I'll jump in the fray with 2 pennies...I'd say it's all (or becoming all) about oversight, and trust.
With the bulk of media swinging more towards the capitalistic route of sensational vs investigative journalism, the historical "oversight" of our public agencies are disappearing. It is falling more and more into the common citizen/witness with cellphone cameras and/or scanner/live stream app. Nearly every community in the US now has a facebook group related to the crime/happenings/gossip of their community. So many citizens with scanners now that aren't "hobbyists" like us here. Heck, it's why The Database is so restrictive since it appeases the manufactures who want "zipcode scanning." Those facebook groups have some impressive day-to-day intel on what's happening in their community, driven by people listening to their zipcode-scanners, and people out in the community wondering why a siren is sounding, or seeing action and taking a pic of it. That's organic oversight. They don't realize it's oversight, but when they hear cops responding to a routine call, but the outcome a few minutes later is 5 people shot, the entire community starts to get inquisitive and demands more. They "know" the initial dispatch response level for that call normally shouldn't escalate into 5 shot. If nobody heard the initial call, the agency has a lot of leeway in building up a narrative that leads to the 5 shot. Nobody can question the narrative without FOIA (a lot of time and energy spent there), they have to trust the dept. That's asking a lot.
And now you have trust. It was hard to defend the idea of cops/agencies lying since we'd like to believe they are above reproach and trusting by their very nature and position. Think about how much our judicial system is built on that trust. A lot of court cases are made weighted primarily on an officer's statement. But just in the last 2 weeks we are seeing repeated instances where the agency's official statement of what occurred, doesn't match a video that suddenly became available. Now we have to ask how many times have they lied in the past? How many potential court cases does that involve? Trust is earned, and agencies need to work triple time in their public perception to regain trust, regardless if they have anything at fault.
Listened to San Francisco PD during recent protests, and their radio traffic was above par. Discussions on the radio regarding curfew, observed escalated violence, officers recognizing radio traffic provides them recorded official timestamps, "dispatch, note second notification of curfew time and warnings given over vehicle PA and bullhorn" "Dispatch copies, such and such given at time 2236 hours". I even heard right before they cut the protestors off to arrest them, a reminder for every officer to activate their body cams. All that, is oversight. If a protestor complains the arrest was illegal or heavy-handed, or a journalist reports differently, there were 5000 of us listening to SFPD stream that night that could have come out of the woodwork in defense of SFPD actually. If SFPD was left to themselves to defend that, they'd lose the public perception/trust at the speed of a tweet or social media post. Sure, in time radio traffic could be released etc but that's way too late, you lost the narrative.
I've addressed the problem with encryption in rural agencies here and further down that thread here. And that's just addressing officer safety/mutual aid, not hobbyists/oversight/media.

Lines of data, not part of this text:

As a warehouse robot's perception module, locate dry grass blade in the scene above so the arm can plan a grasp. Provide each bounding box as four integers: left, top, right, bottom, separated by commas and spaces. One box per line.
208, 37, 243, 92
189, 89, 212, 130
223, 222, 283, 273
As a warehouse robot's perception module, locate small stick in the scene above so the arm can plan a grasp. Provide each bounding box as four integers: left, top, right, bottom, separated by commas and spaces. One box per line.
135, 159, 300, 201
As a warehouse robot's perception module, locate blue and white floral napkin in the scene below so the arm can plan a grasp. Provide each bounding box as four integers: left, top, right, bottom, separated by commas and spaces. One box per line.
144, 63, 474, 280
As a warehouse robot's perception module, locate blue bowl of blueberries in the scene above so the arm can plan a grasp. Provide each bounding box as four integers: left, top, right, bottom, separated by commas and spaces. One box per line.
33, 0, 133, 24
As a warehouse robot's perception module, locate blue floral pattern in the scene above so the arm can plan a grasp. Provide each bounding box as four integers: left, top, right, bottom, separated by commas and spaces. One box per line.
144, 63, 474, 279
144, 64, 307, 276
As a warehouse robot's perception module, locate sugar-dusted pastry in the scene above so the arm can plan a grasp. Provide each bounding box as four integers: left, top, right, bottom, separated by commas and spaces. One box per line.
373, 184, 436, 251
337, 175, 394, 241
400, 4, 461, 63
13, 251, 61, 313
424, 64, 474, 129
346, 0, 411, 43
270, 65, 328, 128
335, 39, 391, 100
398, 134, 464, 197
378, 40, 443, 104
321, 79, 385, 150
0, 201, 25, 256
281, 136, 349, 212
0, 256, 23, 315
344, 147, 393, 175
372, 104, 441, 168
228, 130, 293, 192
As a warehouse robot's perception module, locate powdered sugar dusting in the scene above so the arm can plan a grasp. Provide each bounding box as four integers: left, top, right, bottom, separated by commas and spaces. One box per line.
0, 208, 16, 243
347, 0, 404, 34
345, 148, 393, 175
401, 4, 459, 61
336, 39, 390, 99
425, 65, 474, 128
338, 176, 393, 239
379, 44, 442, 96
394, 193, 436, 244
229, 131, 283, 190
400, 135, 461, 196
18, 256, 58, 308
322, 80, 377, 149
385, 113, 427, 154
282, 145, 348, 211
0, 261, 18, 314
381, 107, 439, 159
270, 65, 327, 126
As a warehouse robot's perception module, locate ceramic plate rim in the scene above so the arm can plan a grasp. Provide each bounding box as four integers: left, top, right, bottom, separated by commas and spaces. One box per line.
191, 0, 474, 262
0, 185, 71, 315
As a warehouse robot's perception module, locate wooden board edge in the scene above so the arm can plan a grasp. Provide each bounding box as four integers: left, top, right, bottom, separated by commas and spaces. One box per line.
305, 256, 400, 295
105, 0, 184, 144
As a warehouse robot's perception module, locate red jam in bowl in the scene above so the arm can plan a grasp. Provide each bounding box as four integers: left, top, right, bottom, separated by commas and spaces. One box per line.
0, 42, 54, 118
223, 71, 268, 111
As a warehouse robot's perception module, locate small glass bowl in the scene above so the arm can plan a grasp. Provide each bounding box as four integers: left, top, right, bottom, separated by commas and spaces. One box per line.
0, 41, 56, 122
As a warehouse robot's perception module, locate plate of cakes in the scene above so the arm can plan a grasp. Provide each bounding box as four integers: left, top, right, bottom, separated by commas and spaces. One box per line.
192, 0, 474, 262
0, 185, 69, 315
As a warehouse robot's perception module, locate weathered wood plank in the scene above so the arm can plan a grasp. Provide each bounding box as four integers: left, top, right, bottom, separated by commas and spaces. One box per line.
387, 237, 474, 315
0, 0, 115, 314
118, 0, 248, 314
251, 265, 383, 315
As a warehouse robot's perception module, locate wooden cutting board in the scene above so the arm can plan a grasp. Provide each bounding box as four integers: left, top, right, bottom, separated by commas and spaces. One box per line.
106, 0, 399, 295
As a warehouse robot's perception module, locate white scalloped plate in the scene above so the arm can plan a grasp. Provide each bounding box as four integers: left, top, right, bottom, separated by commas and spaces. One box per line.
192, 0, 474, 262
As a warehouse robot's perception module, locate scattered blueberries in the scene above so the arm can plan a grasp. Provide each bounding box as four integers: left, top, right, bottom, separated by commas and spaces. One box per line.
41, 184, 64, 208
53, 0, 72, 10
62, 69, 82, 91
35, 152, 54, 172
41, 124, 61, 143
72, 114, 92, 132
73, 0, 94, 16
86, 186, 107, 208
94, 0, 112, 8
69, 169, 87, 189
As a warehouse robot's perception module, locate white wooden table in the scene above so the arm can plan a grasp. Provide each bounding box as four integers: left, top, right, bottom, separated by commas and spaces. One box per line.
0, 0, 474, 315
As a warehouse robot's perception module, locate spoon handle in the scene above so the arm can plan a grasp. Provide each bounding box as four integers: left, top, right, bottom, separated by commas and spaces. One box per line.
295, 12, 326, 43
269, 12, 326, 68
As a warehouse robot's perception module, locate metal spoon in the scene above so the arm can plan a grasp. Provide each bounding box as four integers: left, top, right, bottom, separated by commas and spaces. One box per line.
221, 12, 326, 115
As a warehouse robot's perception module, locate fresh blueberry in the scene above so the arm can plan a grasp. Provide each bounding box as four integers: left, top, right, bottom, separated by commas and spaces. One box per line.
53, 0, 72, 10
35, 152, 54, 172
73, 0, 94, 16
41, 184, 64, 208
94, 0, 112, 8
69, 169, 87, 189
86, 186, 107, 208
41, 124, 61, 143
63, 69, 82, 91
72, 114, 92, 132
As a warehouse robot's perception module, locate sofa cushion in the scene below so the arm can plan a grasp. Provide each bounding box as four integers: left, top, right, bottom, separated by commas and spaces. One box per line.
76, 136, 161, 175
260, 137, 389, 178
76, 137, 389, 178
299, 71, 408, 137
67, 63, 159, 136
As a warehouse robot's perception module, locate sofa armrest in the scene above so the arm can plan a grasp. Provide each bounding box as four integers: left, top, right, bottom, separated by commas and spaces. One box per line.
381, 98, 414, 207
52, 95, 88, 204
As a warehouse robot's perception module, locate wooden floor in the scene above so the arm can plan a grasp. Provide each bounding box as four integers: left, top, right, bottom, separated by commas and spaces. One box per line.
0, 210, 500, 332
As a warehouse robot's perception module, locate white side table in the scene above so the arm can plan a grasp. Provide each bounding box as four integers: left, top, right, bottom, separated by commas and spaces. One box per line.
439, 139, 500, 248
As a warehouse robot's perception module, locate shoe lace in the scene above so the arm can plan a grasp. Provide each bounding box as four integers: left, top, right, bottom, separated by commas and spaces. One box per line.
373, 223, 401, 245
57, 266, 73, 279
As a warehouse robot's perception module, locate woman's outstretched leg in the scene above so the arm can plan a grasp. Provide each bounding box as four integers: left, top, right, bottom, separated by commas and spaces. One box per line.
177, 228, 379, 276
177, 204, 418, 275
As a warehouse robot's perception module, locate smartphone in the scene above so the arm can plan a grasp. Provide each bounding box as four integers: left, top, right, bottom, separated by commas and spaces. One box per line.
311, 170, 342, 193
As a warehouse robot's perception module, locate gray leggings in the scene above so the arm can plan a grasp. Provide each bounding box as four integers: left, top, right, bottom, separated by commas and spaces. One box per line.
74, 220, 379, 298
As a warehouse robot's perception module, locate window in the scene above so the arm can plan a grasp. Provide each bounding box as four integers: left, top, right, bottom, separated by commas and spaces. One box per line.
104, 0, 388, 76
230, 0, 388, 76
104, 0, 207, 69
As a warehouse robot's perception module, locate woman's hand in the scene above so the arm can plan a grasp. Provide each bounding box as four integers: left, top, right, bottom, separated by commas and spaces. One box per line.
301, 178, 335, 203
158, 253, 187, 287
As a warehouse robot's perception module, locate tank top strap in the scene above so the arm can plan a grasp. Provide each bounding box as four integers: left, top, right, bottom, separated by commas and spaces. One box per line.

Good civil discussion and brain fodder happening - thanks!
With the bulk of media swinging more towards the capitalistic route of sensational vs investigative journalism, the historical "oversight" of our public agencies are disappearing. It is falling more and more into the common citizen/witness with cellphone cameras and/or scanner/live stream app. Nearly every community in the US now has a facebook group related to the crime/happenings/gossip of their community. So many citizens with scanners now that aren't "hobbyists" like us here. Heck, it's why The Database is so restrictive since it appeases the manufactures who want "zipcode scanning." Those facebook groups have some impressive day-to-day intel on what's happening in their community, driven by people listening to their zipcode-scanners, and people out in the community wondering why a siren is sounding, or seeing action and taking a pic of it. That's organic oversight. They don't realize it's oversight, but when they hear cops responding to a routine call, but the outcome a few minutes later is 5 people shot, the entire community starts to get inquisitive and demands more. They "know" the initial dispatch response level for that call normally shouldn't escalate into 5 shot. If nobody heard the initial call, the agency has a lot of leeway in building up a narrative that leads to the 5 shot. Nobody can question the narrative without FOIA (a lot of time and energy spent there), they have to trust the dept. That's asking a lot.
And now you have trust. It was hard to defend the idea of cops/agencies lying since we'd like to believe they are above reproach and trusting by their very nature and position. Think about how much our judicial system is built on that trust. A lot of court cases are made weighted primarily on an officer's statement. But just in the last 2 weeks we are seeing repeated instances where the agency's official statement of what occurred, doesn't match a video that suddenly became available. Now we have to ask how many times have they lied in the past? How many potential court cases does that involve? Trust is earned, and agencies need to work triple time in their public perception to regain trust, regardless if they have anything at fault.
Listened to San Francisco PD during recent protests, and their radio traffic was above par. Discussions on the radio regarding curfew, observed escalated violence, officers recognizing radio traffic provides them recorded official timestamps, "dispatch, note second notification of curfew time and warnings given over vehicle PA and bullhorn" "Dispatch copies, such and such given at time 2236 hours". I even heard right before they cut the protestors off to arrest them, a reminder for every officer to activate their body cams. All that, is oversight. If a protestor complains the arrest was illegal or heavy-handed, or a journalist reports differently, there were 5000 of us listening to SFPD stream that night that could have come out of the woodwork in defense of SFPD actually. If SFPD was left to themselves to defend that, they'd lose the public perception/trust at the speed of a tweet or social media post. Sure, in time radio traffic could be released etc but that's way too late, you lost the narrative.
I've addressed the problem with encryption in rural agencies here and further down that thread here. And that's just addressing officer safety/mutual aid, not hobbyists/oversight/media.
Good civil discussion and brain fodder happening - thanks!